The staff is hard working and labor for low pay. Their dedication is apparent in the way they treat their charges, and speak enthusiastically about them. Their work is a true ministry. This is literally true: Although none of the people we met is a minister, all who work there are Christians who are showing these kids the love God and Christ Jesus has for each of us.
Not all of these children will be success stories, but this little ministry in South Carolina will certainly help them through a tough time in their short lives.
By the way, the home is called Miracle Hill. This is because it is located on a hilltop, but it is also because a severe storm was headed for the home during a particularly critical construction day. Prayers were said and the storm miraculously parted and went on either side of the construction site.
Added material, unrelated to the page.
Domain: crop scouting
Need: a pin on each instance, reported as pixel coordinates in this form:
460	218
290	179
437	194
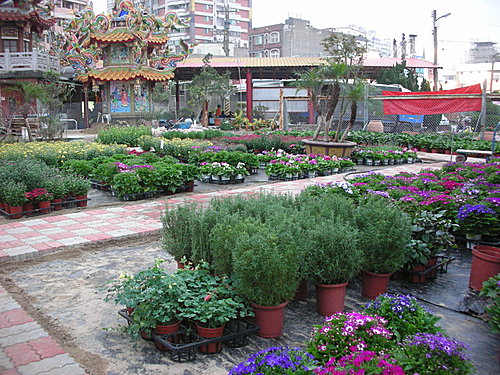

A worker who was helping that day called this Miracle Hill, and the name has stuck.
They have other ministries as well: A boys' shelter, several rescue missions, a shelter for battered women and children, monthly grocery provision for hindreds of families, addiction recovery, and several thrift stores. They can use your help in many ways: donations, work, and prayer.
The president and CEO of the ministry wrote a book about the repeated provision of God over the years that it has been in operation. It is entitled God Wears His Own Watch, Glimpses of God & Answered Prayer at Miracle Hill, by Reid Lehman. The title refers to the fact that God provides on His timetable, not man's. It is a quick and inspiring read and you can get a copy on Amazon.
We were touched and blessed by these kids and their temporary parents. One of them, a budding artist named Zachary, made a sketch of two of us and presented it to me. I think you will agree that it is a nearly perfect likeness of both of us.
Thank you Zachary and all the others. You made our day.